La mozione viene posta ai voti e se approvata procura la definitiva caduta del governo in carica e l’investitura del nuovo presidente del Consiglio dei ministri da parte del Capo dello Stato. A tale potenziamento della figura del Capo del Governo si può anche accompagnare il potere di nomina e revoca dei ministri (ma non è chiaro nelle proposte programmatiche. Tra le proposte del Movimento 5 Stelle si accenna invece alla riforma della decretazione d’urgenza).
L’istituto della sfiducia costruttiva è tipico del sistema parlamentare tedesco, il cui capo del Governo, il cancelliere, può essere messo in crisi solo con una mozione che indica chi prenderà il suo posto. La storia del dopoguerra ci dice che in Germania i governi si sono rivelati eccezionalmente solidi e che il ricorso alla sfiducia costruttiva è stato del tutto eccezionale. Forse non possiamo automaticamente concludere per una prova dell’efficacia dell’istituto anche in Italia, ma è realistico pensare che sarebbe comunque un buon rinforzo per l’esecutivo.

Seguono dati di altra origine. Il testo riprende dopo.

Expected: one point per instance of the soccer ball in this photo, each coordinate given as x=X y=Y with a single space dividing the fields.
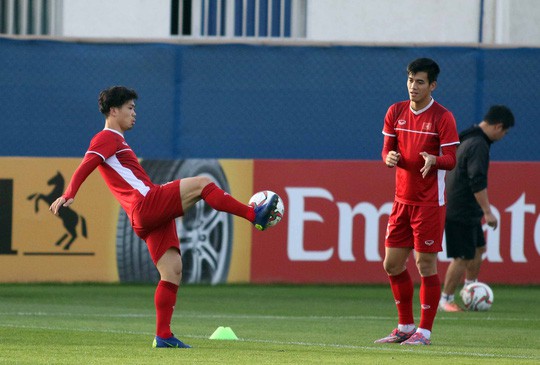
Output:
x=477 y=297
x=260 y=198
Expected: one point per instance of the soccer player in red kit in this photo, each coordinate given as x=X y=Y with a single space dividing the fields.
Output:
x=420 y=141
x=151 y=208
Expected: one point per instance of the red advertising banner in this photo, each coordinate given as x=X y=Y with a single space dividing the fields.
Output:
x=336 y=214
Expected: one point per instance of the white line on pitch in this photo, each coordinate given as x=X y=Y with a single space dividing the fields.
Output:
x=290 y=343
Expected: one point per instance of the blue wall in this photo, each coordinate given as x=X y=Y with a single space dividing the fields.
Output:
x=244 y=101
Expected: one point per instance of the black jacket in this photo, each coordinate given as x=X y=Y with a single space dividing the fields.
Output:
x=468 y=177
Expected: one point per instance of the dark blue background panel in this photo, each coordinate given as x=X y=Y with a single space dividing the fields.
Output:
x=249 y=101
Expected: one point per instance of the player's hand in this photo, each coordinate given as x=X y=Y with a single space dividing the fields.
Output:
x=491 y=220
x=429 y=160
x=392 y=158
x=60 y=202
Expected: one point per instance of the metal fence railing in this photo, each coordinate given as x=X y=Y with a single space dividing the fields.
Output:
x=239 y=18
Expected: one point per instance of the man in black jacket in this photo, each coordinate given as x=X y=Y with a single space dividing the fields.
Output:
x=468 y=202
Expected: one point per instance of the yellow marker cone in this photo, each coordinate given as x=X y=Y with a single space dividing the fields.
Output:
x=223 y=333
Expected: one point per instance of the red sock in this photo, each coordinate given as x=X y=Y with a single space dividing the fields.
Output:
x=430 y=293
x=224 y=202
x=164 y=300
x=403 y=290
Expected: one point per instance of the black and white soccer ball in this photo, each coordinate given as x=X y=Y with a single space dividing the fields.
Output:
x=477 y=296
x=262 y=197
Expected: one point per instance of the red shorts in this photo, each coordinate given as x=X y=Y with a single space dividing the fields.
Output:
x=153 y=218
x=418 y=227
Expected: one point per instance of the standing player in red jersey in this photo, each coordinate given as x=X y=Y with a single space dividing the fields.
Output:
x=151 y=208
x=420 y=140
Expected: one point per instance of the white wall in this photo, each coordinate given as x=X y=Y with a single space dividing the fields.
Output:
x=116 y=18
x=393 y=21
x=506 y=22
x=515 y=22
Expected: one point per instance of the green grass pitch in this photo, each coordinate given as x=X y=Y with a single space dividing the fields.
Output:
x=276 y=324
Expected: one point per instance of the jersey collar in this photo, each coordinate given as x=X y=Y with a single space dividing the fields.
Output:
x=113 y=130
x=416 y=112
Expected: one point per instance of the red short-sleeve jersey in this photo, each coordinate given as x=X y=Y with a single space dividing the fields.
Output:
x=120 y=169
x=427 y=130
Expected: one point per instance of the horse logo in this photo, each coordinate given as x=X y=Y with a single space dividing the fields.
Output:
x=69 y=217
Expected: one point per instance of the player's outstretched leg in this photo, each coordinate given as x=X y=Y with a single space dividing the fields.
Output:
x=171 y=342
x=264 y=211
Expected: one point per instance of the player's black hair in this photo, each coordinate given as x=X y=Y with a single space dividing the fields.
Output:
x=500 y=114
x=424 y=65
x=114 y=97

Stabilizzare l’esecutivo, infatti, è l’obiettivo comune delle forze politiche, che si confrontano su due modelli alternativi, almeno nelle loro forme astratte: il “presidenzialismo” (prendendo con le pinze la parola!) e la sfiducia costruttiva. Poiché come abbiamo visto anche il “presidenzialismo” o l’elezione diretta del presidente della Repubblica possono essere declinati in vari modi, è necessario trovare un equilibrio tra le varie proposte, in modo da aggregare il maggior consenso possibile. Un’operazione non facile, che ha già portato Giorgia Meloni a proporre di affrontare le riforme costituzionali in una apposita sede, una Commissione parlamentare bicamerale, composta cioè di deputati e senatori che rappresentino tutti i gruppi rispettandone le proporzioni.
Il Parlamento ha sperimentato in due circostanze questa procedura speciale: durante la XI legislatura, con la Commissione De Mita-Iotti, e durante la XIII legislatura, con la Commissione D’Alema. In verità, già la IX legislatura aveva visto l’insediamento di una Commissione bicamerale incaricata di proporre modifiche alla Costituzione (la Commissione Bozzi), ma a differenza delle altre non era stata costituita con una legge costituzionale.
E qui sta una differenza importante: quando interviene una legge costituzionale, possono essere introdotte alcune deroghe al procedimento di revisione costituzionale previsto dall’art. 138 della stessa Costituzione. Nei due casi precedenti, ad esempio, oltre alla messa a punto di accorgimenti per il dibattito in Assemblea, era previsto che il progetto di modifica costituzionale, seppur approvato nelle due Camere con maggioranza qualificata, sarebbe stato sottoposto obbligatoriamente a referendum confermativo.
In definitiva, l’istituzione di una Commissione bicamerale potrebbe presentare maggiori guarentigie sotto il profilo della ampiezza della condivisione sulle modifiche che si apporterebbero. Se poi venisse confermato il referendum, potrebbe essere l’occasione, una volta tanto, di una chiamata alle urne con un effetto che potrebbe unire il Paese, contrariamente a quanto avvenuto nelle passate esperienze.